David, por outro lado, via apenas o caos. “Ele está atrasando o projeto, Dante. A madeira de teca está bloqueada pelas tralhas dele.”
“Ele é um artista, David. É diferente de nós”, Dante respondia, seus olhos seguindo Alex com uma curiosidade que ia além do profissional.
Alex, por sua vez, sentiu a atração imediata. Dante representava uma solidez que ele, nômade e impulsivo, nunca conhecera. E David… David era um desafio. Uma mente afiada por trás de óculos de aro fino, que ele queria desvendar.
As tensões cresceram. David marcava com giz no chão o espaço permitido para Alex. Alex, de propósito, colocava um cavalete cinco centímetros fora da linha. Dante ficava no meio, dividido.
A crise explodiu quando Alex, num impulso de inspiração, usou um pedaço de mogno reservado para o convés principal. David ficou furioso. “Isto é inaceitável, Dante! Não podemos gerir uma oficina assim!”

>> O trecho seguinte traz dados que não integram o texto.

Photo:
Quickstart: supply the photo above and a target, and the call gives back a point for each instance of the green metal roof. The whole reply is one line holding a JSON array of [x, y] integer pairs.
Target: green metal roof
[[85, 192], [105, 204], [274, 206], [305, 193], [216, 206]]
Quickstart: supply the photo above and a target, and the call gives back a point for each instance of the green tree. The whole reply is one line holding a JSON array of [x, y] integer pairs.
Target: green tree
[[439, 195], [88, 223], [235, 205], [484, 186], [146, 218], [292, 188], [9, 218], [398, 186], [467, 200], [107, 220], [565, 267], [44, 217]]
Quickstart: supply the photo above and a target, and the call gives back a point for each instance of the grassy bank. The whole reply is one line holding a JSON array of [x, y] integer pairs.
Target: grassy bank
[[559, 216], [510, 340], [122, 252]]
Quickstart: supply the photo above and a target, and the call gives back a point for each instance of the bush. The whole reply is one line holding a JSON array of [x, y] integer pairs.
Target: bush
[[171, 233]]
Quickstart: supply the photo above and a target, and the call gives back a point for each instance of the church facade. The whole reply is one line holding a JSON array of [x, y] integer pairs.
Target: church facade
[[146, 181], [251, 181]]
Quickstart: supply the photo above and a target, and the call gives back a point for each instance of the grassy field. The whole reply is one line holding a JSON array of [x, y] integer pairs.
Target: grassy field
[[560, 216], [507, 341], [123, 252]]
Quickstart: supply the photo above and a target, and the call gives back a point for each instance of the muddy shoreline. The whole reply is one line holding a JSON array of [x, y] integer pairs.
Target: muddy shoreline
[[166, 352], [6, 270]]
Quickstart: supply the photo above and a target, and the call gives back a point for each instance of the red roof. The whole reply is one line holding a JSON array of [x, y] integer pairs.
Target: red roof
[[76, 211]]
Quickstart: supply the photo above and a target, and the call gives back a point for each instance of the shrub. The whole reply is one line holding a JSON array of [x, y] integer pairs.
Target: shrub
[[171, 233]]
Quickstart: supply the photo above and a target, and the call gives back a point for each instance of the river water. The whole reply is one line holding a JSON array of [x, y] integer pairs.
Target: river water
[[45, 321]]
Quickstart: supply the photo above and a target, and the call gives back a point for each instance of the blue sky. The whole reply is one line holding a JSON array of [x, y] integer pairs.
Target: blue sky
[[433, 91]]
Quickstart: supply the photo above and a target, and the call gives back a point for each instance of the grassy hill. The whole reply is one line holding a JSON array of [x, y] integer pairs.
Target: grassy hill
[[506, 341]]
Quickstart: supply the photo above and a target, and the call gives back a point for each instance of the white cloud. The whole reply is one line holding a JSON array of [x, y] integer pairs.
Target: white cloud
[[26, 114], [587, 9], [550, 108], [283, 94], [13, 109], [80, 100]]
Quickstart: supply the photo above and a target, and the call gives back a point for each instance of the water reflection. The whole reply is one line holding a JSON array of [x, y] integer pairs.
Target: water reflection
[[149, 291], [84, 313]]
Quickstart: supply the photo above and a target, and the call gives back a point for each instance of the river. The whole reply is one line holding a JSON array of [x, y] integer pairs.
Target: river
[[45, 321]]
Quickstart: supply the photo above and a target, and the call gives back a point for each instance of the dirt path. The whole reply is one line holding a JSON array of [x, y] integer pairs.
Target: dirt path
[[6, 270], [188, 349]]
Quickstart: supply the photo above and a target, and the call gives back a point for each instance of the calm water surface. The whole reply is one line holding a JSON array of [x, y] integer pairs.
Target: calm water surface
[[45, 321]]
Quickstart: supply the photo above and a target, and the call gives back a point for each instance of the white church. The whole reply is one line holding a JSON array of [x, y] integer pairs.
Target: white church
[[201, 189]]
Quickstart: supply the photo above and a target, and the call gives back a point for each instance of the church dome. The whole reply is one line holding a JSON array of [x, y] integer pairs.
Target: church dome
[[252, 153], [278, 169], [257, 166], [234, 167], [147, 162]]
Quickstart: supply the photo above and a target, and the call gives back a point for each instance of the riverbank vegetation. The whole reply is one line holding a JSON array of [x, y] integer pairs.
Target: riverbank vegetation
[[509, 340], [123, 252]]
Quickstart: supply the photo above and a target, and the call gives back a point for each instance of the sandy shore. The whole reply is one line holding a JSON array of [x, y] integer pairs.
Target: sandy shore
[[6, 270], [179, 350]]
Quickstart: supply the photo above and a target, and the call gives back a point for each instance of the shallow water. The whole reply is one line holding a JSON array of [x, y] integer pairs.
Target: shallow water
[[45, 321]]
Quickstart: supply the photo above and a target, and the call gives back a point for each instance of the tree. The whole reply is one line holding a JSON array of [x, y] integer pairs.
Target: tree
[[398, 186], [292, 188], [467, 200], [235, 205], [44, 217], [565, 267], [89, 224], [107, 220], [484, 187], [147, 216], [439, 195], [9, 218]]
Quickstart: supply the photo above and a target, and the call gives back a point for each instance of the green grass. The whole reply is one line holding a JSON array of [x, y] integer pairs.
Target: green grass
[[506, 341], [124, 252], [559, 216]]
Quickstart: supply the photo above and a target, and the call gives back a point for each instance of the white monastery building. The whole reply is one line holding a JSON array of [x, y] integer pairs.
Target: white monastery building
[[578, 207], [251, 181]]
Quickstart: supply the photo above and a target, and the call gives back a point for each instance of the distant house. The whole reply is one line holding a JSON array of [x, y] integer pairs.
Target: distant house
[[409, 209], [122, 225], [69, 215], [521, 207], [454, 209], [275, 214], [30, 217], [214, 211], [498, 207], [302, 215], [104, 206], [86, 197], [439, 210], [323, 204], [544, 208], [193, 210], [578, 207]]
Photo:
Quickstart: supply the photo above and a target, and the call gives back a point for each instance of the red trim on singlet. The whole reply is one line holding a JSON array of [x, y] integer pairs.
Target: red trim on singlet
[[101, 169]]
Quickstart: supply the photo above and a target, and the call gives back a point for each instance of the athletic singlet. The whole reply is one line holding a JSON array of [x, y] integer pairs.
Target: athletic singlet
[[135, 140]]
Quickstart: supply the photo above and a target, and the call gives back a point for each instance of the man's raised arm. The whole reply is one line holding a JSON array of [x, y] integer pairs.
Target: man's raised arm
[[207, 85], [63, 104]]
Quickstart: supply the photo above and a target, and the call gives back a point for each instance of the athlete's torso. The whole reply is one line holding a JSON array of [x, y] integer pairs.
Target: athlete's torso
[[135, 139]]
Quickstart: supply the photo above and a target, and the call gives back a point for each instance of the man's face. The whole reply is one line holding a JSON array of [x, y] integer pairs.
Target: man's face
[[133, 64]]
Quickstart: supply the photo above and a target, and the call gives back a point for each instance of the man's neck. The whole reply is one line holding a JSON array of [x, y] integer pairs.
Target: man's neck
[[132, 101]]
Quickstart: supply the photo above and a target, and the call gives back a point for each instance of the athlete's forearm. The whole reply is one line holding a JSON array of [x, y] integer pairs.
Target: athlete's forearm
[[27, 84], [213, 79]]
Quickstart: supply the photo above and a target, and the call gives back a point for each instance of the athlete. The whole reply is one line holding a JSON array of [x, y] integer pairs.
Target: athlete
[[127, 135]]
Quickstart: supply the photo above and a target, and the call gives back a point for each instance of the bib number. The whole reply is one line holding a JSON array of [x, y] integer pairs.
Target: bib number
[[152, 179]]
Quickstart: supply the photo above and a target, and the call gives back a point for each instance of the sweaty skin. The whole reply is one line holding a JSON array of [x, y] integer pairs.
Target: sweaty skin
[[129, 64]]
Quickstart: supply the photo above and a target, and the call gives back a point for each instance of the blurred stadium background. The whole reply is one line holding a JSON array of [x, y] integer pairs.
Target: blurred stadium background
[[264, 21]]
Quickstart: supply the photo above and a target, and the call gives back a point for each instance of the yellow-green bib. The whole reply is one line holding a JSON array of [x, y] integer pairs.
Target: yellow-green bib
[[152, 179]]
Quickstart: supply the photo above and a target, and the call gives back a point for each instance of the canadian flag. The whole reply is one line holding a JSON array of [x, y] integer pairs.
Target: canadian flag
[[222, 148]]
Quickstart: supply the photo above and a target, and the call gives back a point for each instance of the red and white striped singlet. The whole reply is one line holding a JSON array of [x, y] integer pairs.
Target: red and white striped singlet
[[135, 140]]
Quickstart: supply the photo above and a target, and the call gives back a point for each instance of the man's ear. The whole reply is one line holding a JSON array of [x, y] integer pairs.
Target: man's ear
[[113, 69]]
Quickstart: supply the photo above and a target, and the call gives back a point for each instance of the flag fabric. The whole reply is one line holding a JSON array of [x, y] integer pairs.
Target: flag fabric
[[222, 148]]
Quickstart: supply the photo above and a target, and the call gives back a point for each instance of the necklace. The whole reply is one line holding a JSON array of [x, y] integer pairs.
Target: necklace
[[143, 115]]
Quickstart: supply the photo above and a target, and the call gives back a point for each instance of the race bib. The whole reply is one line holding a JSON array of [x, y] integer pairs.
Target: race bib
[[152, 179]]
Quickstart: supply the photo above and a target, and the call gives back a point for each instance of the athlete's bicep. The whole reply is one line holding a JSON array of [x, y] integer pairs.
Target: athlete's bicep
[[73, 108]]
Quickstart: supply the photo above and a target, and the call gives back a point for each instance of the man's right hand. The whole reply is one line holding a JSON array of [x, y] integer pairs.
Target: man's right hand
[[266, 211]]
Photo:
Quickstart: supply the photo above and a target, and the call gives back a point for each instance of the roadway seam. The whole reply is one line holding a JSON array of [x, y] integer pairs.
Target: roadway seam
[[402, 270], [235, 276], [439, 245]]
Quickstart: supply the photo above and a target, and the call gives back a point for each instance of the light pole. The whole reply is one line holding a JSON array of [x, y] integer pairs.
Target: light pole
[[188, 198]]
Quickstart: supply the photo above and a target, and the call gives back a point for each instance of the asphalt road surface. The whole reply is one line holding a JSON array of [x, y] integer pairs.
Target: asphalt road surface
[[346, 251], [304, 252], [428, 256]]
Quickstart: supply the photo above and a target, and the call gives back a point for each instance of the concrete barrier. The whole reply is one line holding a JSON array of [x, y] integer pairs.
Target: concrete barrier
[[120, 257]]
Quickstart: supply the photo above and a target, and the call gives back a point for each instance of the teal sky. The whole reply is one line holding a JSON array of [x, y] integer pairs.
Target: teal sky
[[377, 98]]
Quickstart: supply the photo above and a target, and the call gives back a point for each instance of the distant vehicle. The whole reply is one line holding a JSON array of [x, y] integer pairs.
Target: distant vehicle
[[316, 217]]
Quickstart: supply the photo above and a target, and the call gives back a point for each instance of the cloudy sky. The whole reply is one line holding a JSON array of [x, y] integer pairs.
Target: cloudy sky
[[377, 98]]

A discussão foi feia e aconteceu atrás do armazém, longe dos outros funcionários.
“Você não consegue ver nada que não esteja num plano, não é, David?” Alex disse, seus dedos ainda manchados de tinta. “Não consegue ver a beleza no acaso.”
“Eu vejo orçamentos e prazos! Algo que artistas irresponsáveis como você ignora!”
“Parem os dois!”, interveio Dante, sua voz carregada de uma angústia que fez ambos se calarem. “Isto… isto não é só sobre a madeira, pois não?”